Cable networks just don't make apps for the Tivo. It’s either too small of a market to too much work to port their apps. For instance, ESPN supports:

"A subscriber can watch ESPN+ in the Watch tab of the latest version of the ESPN App, available on the web, iPhone, iPad, AppleTV (Generation 3 & 4), Android Handset, Roku, Chromecast, FireTV, XBOX One, Playstation 4, Oculus Go and Tizen devices."

There are many solutions Tivo needs to explore to bring more apps to the Tivo:

1. Pass the Apple TV HDMI output through an HDMI input on the Tivo, display it in a window in the Tivo. Make the Tivo remote work for the apple tv.

2. Tivo could strike a deal with Roku (or Amazon or Google) to run Roku apps on the Tivo. I am sure the Roku OS could run as a VM on the Tivo.

3. Allow Android TV OS apps to run unmodified on a Tivo by running android TV in a VM or dedicated hardware in the Tivo.

I would buy a new Tivo if I could get all my apps on one device, using the superior Tivo remote.


----------



## waynomo (Nov 9, 2002)

I get all those stations on my TiVo. Of course I pay for a pretty full cable package.


----------



## doublelightsaber (Mar 26, 2019)

That is a good point, but I have a OTA Tivo at one of my houses and cable tv with a built-in DVR at the other. So I want to watch the streaming channels in both places.


----------



## ggieseke (May 30, 2008)

doublelightsaber said:


> But, I would love to be able view TBS on my Tivo, and not have to change my TV's HDMI input, and pick up the aweful apple tv remote -- but TBS is never going to release a Tivo version of their app. It's not going to happen!


You're right - it's never going to happen.


----------



## doublelightsaber (Mar 26, 2019)

The Apple TV+ announcement this week is an indicator that the further unbundling of cable channels from actually having to subscribe to cable TV service is happening. As cord-cutting becomes a larger percentage of the TV market, what is Tivo's future? Is Tivo for OTA always have to run alongside another streaming device?

What if Tivo just offered a box like Tablo, an Apple TV App, and a better remote for the Apple TV? That would solve the problem. But, just like Amazon Fire TV Recast, HDHomeRun, and Tablo which all present compromises when it comes to user interface and performance. Once you stream the video single over IP, instead of having the DVR box directly connected to your TV there is frame rate and other picture problems.

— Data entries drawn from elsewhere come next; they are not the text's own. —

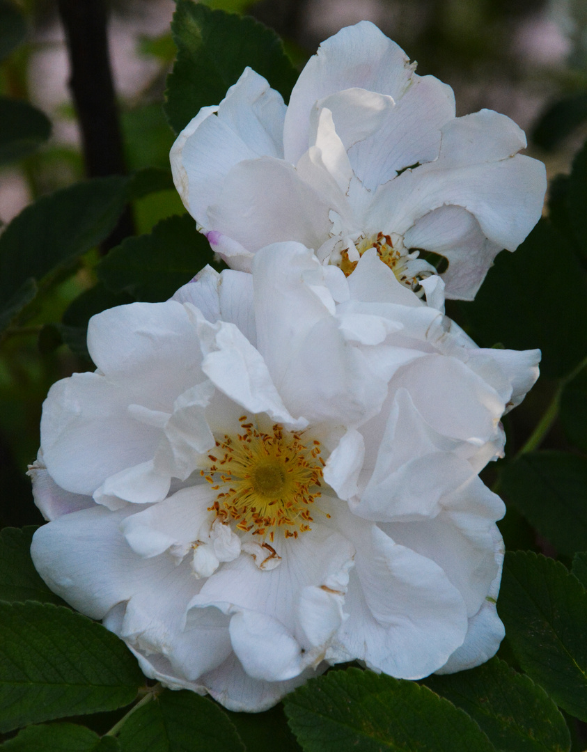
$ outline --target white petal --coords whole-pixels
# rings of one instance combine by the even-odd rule
[[[347,431],[331,452],[324,468],[324,480],[339,499],[352,499],[359,493],[357,481],[364,459],[363,437],[359,431]]]
[[[94,492],[94,500],[110,509],[118,509],[116,503],[150,504],[165,499],[169,491],[171,477],[159,472],[152,459],[126,468],[107,478]]]
[[[443,666],[467,631],[464,602],[434,562],[375,526],[346,523],[357,547],[338,632],[343,654],[398,678]]]
[[[194,315],[200,316],[195,309]],[[200,333],[206,353],[202,371],[217,389],[251,413],[267,413],[292,428],[306,427],[307,420],[287,411],[262,356],[234,324],[200,321]]]
[[[474,476],[445,496],[442,506],[434,519],[380,526],[396,543],[442,568],[461,593],[471,617],[481,608],[498,573],[495,521],[503,516],[504,505]]]
[[[206,108],[180,134],[170,155],[176,187],[205,229],[230,169],[263,154],[283,156],[285,105],[262,76],[247,68],[216,108]]]
[[[62,514],[94,506],[91,496],[70,493],[58,486],[42,462],[38,460],[29,465],[26,475],[32,481],[35,503],[45,520],[56,520]]]
[[[322,673],[326,668],[327,664],[322,664],[318,672]],[[249,676],[233,654],[215,671],[203,676],[201,681],[214,699],[228,710],[260,713],[272,708],[284,695],[315,675],[313,669],[307,669],[288,681],[262,681]]]
[[[286,159],[295,162],[307,149],[310,113],[316,102],[351,88],[397,100],[413,71],[403,50],[368,21],[347,26],[322,42],[289,99],[283,127]]]
[[[503,541],[497,529],[495,543],[495,561],[498,566],[495,578],[481,608],[469,619],[469,628],[464,642],[455,650],[444,666],[438,669],[437,674],[452,674],[457,671],[474,669],[475,666],[485,663],[495,655],[504,639],[505,629],[495,608],[504,562]]]
[[[413,75],[380,128],[349,152],[356,174],[373,190],[407,167],[432,162],[440,147],[440,129],[454,117],[450,86],[434,76]]]
[[[197,541],[200,529],[210,520],[214,492],[207,484],[177,491],[148,509],[126,517],[120,529],[130,547],[141,556],[159,556],[171,548],[181,557]]]
[[[198,381],[201,353],[194,335],[180,303],[131,303],[89,320],[88,349],[102,373],[132,393],[130,402],[160,410]]]
[[[213,384],[207,380],[176,399],[155,456],[154,466],[162,475],[185,481],[198,466],[198,455],[214,446],[206,420],[206,408],[214,391]]]
[[[208,210],[209,226],[251,252],[283,241],[318,248],[330,230],[330,208],[292,165],[265,156],[231,170]]]
[[[161,437],[128,413],[126,389],[99,373],[54,384],[43,405],[41,444],[57,485],[91,496],[104,480],[148,462]]]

Logitech harmony remote is an option, but it does not solve the HDMI input problem, esp. for TVs that make you cycle through inputs.

Caavo Universal Remote looks like a great concept but seems to be missing Tivo support. I still think this is the best way to go: *Tivo should add Caavo-like functionality and add HDMI inputs which would allow you to control an Apple TV, Roku, Chromcast and Fire TV via the Tivo remote.*

Tivo has the best interface and remote. I got my first Tivo in 2002 and I am quite loyal fan, but what is the future of Tivo in the age of un-bundled TV?


----------



## dadrepus (Jan 4, 2012)

This pass thru is what was appealing with the first google TV boxes. I think there were 2, 1 logictech and 1 really nice sony that had a built in dvd player, all white, really a stunner of a box. but they never updated it and when google tv became android tv, they were done. I had a Logitech for a while.


----------